With inadequate tools for assessing disability through previous censuses, the number of people of determination at the national level has not been assessed accurately, she pointed out.
Extrapolating the WHO’s estimate that 15 per cent of the population suffers from a form of disability, Dr Mallick said there are around 33 million people in Pakistan living with some kind of disability. She said the Federal Bureau of Statistics has added six questions prepared by the Washington Group on Disability Statistics, which will be used to determine the number of people with physical challenges through the next census. “We are also going to have a disability-disaggregated data registration for persons with disability in the national database,” she added.
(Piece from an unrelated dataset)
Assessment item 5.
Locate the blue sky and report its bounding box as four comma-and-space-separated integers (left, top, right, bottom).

Citing several initiatives taken by Pakistan to uplift people of determination and appreciating the personal involvement of the president and the first lady of Pakistan in supporting them, Dr Mallick said the highest level of political commitment has made a sea of change in the empowerment and inclusion of the special segment of the society.
Sheikha Dr Hind Al Qassimi, who was the guest of honour, said she was impressed by the great progress made by Pakistan in offering support to people of determination.
The event witnessed a panel discussion and presentation of success stories of different groups in supporting people of determination through various initiatives and products. It also became an example of inclusion by having a physically-challenged host (disability advocate and lawyer Sana Khurshid) and a live sign-language interpretation by sign language specialist Azima Dhanjee, who co-founded ConnectHear — a Pakistani startup that provides sign-language interpretation services through a mobile app.